Quello dell’integrazione dei bambini stranieri nelle scuole italiane è diventato ormai un problema di grande rilievo che interessa tutte le istituzioni scolastiche. Sono bambini con provenienze molto disparate, arrivano in qualsiasi momento dell’anno scolastico, non conoscono la lingua, spesso vivono con le famiglie in situazione di clandestinità con enorme disagio sociale e non frequentano regolarmente la scuola.
La loro presenza è costantemente in aumento. I documenti del MIUR elaborati dall’osservatorio interculturale constatano che si sta delineando in Italia un modello variegato, policentrico e diffuso, nel quale i poli di attrazione non sono più le grandi città, ma anche le piccole città e i paesi. È la nuova Italia, con la sua scuola multietnica, così come viene attentamente delineata in un articolo comparso sul quotidiano La Stampa di giovedì 25 maggio, dal titolo «Stranieri a numero chiuso». Di fronte a dati così evidenti (nel 2003 gli alunni stranieri erano in numero di 239.808, mentre nel 2007 in numero di 500.924, con una percentuale di 5,6% di alunni stranieri sul totale della popolazione scolastica) nasce una riflessione culturale necessaria a qualificare il processo di integrazione. L’integrazione dei cittadini stranieri, nelle scuole come in qualunque altra comunità, non è un fatto magico: non può essere una parola d’ordine, e neppure il semplice risultato di buone pratiche e di correte procedure. È invece il frutto di un impegno faticoso ed incerto, in cui la posta in gioco non è solo la convivenza di soggetti in precedenza estranei l’uno all’altro, ma la progressiva capacità di intendersi, condividere progetti, coltivare speranze comuni. Richiede tempo dedizione, rinunce, senso del futuro.
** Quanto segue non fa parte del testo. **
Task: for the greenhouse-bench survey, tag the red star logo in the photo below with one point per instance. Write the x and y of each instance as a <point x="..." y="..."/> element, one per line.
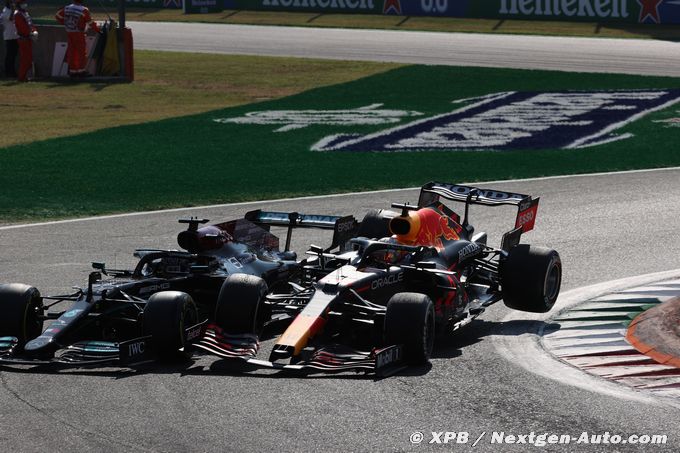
<point x="392" y="7"/>
<point x="649" y="8"/>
Per parlare di integrazione è necessario riconoscimento e rispetto di attitudini personali, di storie e tradizioni. È questo il punto di partenza che investe la responsabilità delle scuole nello svolgimento della loro azione formativa. Si tratta di delineare per questi bambini stranieri un percorso organizzativo, didattico, metodologico e pedagogico finalizzato al recupero psicologico e sociale, oltre che cognitivo e comportamentale, prendendo atto dello stato di precarietà generale in cui si trovano all’inizio del loro percorso; sviluppare azioni volte all’integrazione, diversificate rispetto alla complessità dei bisogni formativi, e attività mirate ora all’inserimento nell’ambiente o alla conoscenza della lingua italiana, ora all’aggregazione delle diversità o alla rappresentazione delle differenze; avere attenzione al compito che la scuola ha rispetto al proprio ruolo sociale; sostenere lo sviluppo di reti di scuole che si scambiano esperienze arricchenti dal punto di vista formativo attingendo a risorse molteplici e differenziate (come ad esempio i corsi di formazione specifici, organizzati dall’associazione Diesse, sulla presenza di alunni stranieri); mettere in atto strategie didattiche per l’azione educativa.
Tutto ciò richiede flessibilità organizzativa della scuola, così come previsto dal Regolamento dell’autonomia del ’99: tempi-scuola in cui si formano gruppi di apprendimento diversificati, dove si svolgono attività didattiche specifiche che nulla tolgono all’insegnamento disciplinare. Questo comporta avere attenzione nella formulazione dell’orario e nella formazione delle classi, distribuendo equamente il numero di alunni stranieri. Ma anche distribuire equamente la presenza di alunni stranieri tra le varie scuole, dalla scuola dell’infanzia agli istituti superiori, presenti su un determinato distretto territoriale. E poi la creazione, all’interno delle scuole, di un team di docenti professionisti nell’affrontare queste problematiche, a cui venga loro riconosciuta economicamente e giuridicamente questa loro “specializzazione”.
Solo se la scuola sarà aiutata ad affrontare questa situazione, potrà raccogliere una sfida così complessa.